The setback could be much larger if the pandemic results in permanent economic scarring. Lockdown measures have significantly slowed economic activity, depriving people of income and preventing children from attending school. We estimate that the long-lasting damage to an economy’s human capital, and hence growth potential, could increase the development financing needs by an additional 1.7 percentage points of GDP per year.
Meeting the challenge
How can countries hope to make meaningful progress toward the Sustainable Development Goals under these new, more difficult circumstances triggered by the pandemic?
It will not be easy. Countries will have to find the right balance between financing development and safeguarding debt sustainability, between long-term development objectives and pressing immediate needs, and between investing in people and upgrading infrastructure. They will have to continue attending to the matter at hand—managing the pandemic. At the same time, however, they will also need to pursue a highly ambitious reform agenda that prioritizes the following:
- Fostering growth, which will start a virtuous circle. It enlarges the pie, resulting in additional resources for development, which in turn further spurs growth. Structural reforms that promote growth—including efforts to enhance macroeconomic stability, institutional quality, transparency, governance, and financial inclusion—are thus essential. Our study highlights how Nigeria and Pakistan’s strong growth enabled them to make significant strides in reducing extreme poverty prior to 2015. Jumpstarting growth, which has since stalled in these populous countries, will be crucial.
- Strengthening the capacity to collect taxes is vital to pay for the basic public services that are necessary to achieve key development objectives. Experience shows that increasing the tax-to-GDP ratio by an average of 5 percentage points over the medium term through comprehensive tax policy and administration reforms is an ambitious but achievable objective for many developing countries. Cambodia has done it: in the 20 years leading up to the pandemic, it increased its tax revenue from less than 10 percent of GDP to around 25 percent of GDP.
- Enhancing the efficiency of spending. About half of the spending on public investment in developing countries is wasted. Improving efficiency through better economic management together with enhanced transparency and governance will allow governments to achieve more with less.
- Catalyzing private investment. Strengthening the institutional framework through better governance and a more robust regulatory environment will help catalyze additional private investment.
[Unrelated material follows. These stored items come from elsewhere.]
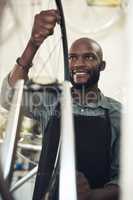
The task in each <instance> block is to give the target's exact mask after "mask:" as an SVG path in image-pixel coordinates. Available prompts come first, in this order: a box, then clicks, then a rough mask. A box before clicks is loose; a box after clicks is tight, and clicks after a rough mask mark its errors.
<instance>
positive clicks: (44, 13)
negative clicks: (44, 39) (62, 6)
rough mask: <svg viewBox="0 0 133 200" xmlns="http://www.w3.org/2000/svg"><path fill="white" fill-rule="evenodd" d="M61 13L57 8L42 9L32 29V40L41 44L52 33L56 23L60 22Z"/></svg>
mask: <svg viewBox="0 0 133 200" xmlns="http://www.w3.org/2000/svg"><path fill="white" fill-rule="evenodd" d="M59 21H60V15H59V12H58V11H57V10H46V11H41V12H40V13H39V14H37V15H36V16H35V18H34V25H33V29H32V35H31V39H32V42H33V43H34V44H35V45H37V46H39V45H41V44H42V42H43V41H44V39H45V38H47V37H48V36H49V35H52V34H53V32H54V28H55V26H56V23H59Z"/></svg>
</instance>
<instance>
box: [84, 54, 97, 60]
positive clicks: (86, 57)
mask: <svg viewBox="0 0 133 200" xmlns="http://www.w3.org/2000/svg"><path fill="white" fill-rule="evenodd" d="M85 59H86V60H89V61H92V60H95V57H94V56H89V55H88V56H85Z"/></svg>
Rwanda, for example, was able to increase private investment in the water and energy sectors from virtually nothing in 2005–09 to over 1½ percent of GDP per year in 2015–17.
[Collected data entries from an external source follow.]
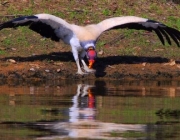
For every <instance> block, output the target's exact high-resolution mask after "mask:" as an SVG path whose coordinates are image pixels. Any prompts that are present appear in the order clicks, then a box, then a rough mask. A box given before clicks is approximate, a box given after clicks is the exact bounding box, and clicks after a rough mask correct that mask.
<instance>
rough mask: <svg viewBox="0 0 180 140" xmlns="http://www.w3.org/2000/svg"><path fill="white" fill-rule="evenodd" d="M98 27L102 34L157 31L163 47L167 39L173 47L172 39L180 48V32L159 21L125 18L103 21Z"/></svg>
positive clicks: (112, 19)
mask: <svg viewBox="0 0 180 140" xmlns="http://www.w3.org/2000/svg"><path fill="white" fill-rule="evenodd" d="M97 26H98V27H99V29H100V31H101V33H103V32H104V31H107V30H111V29H121V28H129V29H136V30H147V31H155V33H156V34H157V36H158V37H159V39H160V41H161V42H162V44H163V45H164V44H165V39H166V40H167V42H168V43H169V44H170V45H171V39H170V38H172V39H173V40H174V42H175V43H176V44H177V46H178V47H180V31H178V30H177V29H174V28H171V27H168V26H166V25H164V24H162V23H160V22H157V21H153V20H149V19H145V18H141V17H135V16H124V17H114V18H109V19H106V20H103V21H102V22H100V23H98V24H97ZM164 38H165V39H164Z"/></svg>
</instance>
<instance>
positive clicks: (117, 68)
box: [0, 0, 180, 81]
Pursued in tandem, these reforms could generate up to half the resources needed to make substantial progress toward the Sustainable Development Goals. But even with such ambitious reform programs, we estimate that development objectives would be delayed by a decade or more in three of our four case study countries if they were to go it alone.
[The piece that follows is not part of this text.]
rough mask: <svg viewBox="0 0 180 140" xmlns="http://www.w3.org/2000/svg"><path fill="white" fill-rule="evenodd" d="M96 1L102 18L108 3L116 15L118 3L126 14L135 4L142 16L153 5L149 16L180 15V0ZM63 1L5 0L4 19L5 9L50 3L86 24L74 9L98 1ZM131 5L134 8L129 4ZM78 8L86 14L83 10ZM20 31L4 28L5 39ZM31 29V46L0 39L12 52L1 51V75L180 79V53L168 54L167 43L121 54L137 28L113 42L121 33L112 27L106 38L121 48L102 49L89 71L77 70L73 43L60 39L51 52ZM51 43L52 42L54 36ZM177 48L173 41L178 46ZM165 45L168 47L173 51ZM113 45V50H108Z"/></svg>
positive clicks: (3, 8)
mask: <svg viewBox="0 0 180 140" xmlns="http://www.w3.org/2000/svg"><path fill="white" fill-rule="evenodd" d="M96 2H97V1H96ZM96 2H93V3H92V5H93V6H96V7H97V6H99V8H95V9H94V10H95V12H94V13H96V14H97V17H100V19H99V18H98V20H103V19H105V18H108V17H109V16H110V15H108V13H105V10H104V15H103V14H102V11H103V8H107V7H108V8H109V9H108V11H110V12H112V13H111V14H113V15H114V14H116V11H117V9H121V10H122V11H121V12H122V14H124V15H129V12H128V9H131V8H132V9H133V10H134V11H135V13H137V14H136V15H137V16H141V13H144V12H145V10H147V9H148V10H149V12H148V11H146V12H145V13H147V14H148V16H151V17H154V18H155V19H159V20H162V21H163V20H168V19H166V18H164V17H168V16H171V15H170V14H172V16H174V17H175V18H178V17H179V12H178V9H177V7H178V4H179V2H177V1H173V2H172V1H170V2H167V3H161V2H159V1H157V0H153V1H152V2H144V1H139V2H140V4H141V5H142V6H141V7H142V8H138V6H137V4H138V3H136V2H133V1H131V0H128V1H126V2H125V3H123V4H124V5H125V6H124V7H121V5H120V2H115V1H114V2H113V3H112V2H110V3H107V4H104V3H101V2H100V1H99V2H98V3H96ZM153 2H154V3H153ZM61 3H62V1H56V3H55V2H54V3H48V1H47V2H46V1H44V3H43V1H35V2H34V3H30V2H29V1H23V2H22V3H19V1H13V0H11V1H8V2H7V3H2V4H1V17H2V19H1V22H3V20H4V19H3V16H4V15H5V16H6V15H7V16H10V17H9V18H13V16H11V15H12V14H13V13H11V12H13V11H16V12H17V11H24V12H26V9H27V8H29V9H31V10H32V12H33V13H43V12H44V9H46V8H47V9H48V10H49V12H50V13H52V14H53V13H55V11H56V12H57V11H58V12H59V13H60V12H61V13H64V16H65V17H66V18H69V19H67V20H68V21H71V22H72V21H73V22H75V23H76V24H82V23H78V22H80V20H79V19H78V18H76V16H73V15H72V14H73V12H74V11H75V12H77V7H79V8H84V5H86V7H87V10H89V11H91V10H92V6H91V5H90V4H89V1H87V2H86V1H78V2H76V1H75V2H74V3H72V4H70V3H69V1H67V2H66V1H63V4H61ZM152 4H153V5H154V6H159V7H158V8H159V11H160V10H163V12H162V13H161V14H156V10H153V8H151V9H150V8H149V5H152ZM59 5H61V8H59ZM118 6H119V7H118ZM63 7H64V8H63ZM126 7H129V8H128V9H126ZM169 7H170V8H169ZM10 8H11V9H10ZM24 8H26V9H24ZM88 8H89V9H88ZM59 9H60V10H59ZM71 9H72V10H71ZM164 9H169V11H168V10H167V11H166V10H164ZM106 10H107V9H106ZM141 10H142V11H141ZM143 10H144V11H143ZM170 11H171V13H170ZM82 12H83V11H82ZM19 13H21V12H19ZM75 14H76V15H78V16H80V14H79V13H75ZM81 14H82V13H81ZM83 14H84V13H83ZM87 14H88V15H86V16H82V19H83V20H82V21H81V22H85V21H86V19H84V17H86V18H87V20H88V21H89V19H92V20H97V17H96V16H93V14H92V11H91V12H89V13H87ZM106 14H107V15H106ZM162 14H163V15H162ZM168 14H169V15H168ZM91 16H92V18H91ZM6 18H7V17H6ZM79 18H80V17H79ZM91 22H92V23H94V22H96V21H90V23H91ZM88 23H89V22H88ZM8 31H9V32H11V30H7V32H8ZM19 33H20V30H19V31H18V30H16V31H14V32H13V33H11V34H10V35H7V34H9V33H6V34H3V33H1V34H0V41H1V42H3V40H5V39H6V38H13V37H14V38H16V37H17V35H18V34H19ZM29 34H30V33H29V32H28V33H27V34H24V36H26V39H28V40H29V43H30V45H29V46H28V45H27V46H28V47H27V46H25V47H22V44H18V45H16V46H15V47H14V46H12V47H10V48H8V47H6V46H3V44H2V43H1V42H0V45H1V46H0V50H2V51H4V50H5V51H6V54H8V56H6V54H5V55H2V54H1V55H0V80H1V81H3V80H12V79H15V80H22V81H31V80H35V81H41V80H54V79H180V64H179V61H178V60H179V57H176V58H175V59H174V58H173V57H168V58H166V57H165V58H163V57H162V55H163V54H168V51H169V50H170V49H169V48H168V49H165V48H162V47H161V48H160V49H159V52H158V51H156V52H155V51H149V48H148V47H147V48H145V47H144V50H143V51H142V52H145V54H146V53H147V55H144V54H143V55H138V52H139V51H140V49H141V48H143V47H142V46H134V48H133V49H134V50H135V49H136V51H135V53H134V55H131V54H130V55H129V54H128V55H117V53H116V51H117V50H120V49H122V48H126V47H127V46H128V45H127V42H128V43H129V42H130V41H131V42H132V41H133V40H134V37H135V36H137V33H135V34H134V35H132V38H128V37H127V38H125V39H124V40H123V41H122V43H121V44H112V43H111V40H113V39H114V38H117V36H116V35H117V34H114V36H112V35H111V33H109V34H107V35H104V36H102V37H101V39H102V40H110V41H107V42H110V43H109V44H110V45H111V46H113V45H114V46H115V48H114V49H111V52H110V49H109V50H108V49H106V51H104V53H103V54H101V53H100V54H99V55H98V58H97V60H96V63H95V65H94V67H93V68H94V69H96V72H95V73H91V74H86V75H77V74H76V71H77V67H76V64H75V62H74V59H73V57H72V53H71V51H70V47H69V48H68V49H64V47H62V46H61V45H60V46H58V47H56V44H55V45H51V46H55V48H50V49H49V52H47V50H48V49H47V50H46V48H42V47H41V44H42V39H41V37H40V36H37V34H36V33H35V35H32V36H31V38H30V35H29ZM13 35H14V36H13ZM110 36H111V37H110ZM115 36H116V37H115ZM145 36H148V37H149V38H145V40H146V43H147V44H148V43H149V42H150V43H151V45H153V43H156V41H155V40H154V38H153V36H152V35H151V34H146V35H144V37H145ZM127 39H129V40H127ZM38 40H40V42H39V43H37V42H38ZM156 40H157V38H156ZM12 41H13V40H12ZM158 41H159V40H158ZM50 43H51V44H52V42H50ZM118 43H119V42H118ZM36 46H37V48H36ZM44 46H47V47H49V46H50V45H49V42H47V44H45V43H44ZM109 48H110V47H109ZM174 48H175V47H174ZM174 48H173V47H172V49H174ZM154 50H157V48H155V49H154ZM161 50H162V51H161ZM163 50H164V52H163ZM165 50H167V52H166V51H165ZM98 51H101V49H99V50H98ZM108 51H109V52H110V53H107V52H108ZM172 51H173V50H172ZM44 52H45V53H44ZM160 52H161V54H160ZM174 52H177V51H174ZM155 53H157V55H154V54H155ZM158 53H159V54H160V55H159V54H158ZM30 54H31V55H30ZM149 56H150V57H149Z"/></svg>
This is why it is critical for the international community to step up as well. If development partners gradually increase official development aid from the current 0.3 percent to the UN target of 0.7 percent of Gross National Income, many low-income developing countries may well be in a position to meet their development objectives by 2030 or shortly thereafter. Providing such assistance may be a tall order for policymakers in advanced economies, who are likely more focused right now on domestic challenges. But helping development is a worthy investment with potentially high returns for all. In the words of Joseph Stiglitz, the only true and sustainable prosperity is shared prosperity.